In this study, we present a novel coronal view-based visual MRI scoring system for evaluating muscle edema and fat infiltration across patients with hereditary and inflammatory myopathies. Our findings demonstrate that this time-efficient MRI acquisition protocol together with the semiquantitative visual scoring system correlate well with the clinical functional impairment as well as muscle histopathological markers in patients with hereditary myopathy or inflammatory myopathy.

Traditional axial view-based muscle MRI remains the diagnostic gold standard for identifying selective patterns of muscle involvement, such as the characteristic posterior compartment sparing or involvement in various muscular dystrophies.²⁴ However, the prolonged acquisition time required for a comprehensive four-limb axial survey often limits its feasibility in routine clinical practice, particularly for patients with advanced physical disability or those in high-volume neuromuscular clinics. Our protocol capitalizes on the fact that the long axis of major limb muscles aligns naturally with the coronal plane. This orientation allows for the simultaneous capture of bilateral extremities in a single acquisition, drastically reducing table time while maintaining a broad field of view. To address concerns regarding the diagnostic accuracy of this simplified approach, we conducted a rigorous validation study comparing axial and coronal planes in the thigh—a pivotal region for myopathic assessment. Our findings revealed excellent consistency (fat score ICC = 0.959, edema ICC = 0.910–0.917), demonstrating that the coronal-based scores are highly representative of the data obtained through traditional axial imaging. While we acknowledge that the coronal view may offer less anatomical detail for small, individual muscles (e.g., specific forearm flexors), our study suggests that grouping muscles into functional compartments provides a more robust and reproducible measure of ”global disease burden.” This compartmental approach reduces inter-rater variability and, as shown in our results, correlates strongly with clinical functional scales and histopathological markers.
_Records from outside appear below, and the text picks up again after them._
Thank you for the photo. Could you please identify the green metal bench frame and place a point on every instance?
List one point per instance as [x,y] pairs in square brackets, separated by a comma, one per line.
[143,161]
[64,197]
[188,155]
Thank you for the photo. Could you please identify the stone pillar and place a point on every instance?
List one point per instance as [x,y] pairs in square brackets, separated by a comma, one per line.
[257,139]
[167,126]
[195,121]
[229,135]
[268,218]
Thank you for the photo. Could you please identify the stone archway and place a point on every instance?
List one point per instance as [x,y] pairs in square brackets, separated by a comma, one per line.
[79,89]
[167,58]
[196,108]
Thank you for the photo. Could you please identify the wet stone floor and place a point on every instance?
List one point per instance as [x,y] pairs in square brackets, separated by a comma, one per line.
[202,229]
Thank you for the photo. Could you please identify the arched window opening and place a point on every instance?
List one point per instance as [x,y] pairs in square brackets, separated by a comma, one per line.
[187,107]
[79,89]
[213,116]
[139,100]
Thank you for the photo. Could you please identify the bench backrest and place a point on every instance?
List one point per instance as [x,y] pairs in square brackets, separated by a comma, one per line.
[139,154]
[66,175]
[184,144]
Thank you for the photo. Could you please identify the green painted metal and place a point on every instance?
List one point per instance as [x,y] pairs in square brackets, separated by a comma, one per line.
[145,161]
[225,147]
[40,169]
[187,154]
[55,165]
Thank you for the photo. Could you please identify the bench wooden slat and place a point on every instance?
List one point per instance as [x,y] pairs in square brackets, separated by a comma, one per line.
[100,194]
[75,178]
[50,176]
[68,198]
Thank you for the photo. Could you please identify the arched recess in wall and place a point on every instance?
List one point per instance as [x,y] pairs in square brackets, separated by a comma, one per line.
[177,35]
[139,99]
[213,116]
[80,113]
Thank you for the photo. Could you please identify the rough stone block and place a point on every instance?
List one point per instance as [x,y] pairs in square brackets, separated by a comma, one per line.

Furthermore, the feasibility of post-acquisition multiplanar reconstruction ensures that axial-like orientations can still be scrutinized if a specific muscle of interest requires detailed inspection. In conclusion, our coronal view-based protocol offers a validated, high-efficiency alternative that balances anatomical screening with clinical practicality, making it an ideal candidate for a longitudinal biomarker of disease activity in both hereditary and inflammatory myopathies.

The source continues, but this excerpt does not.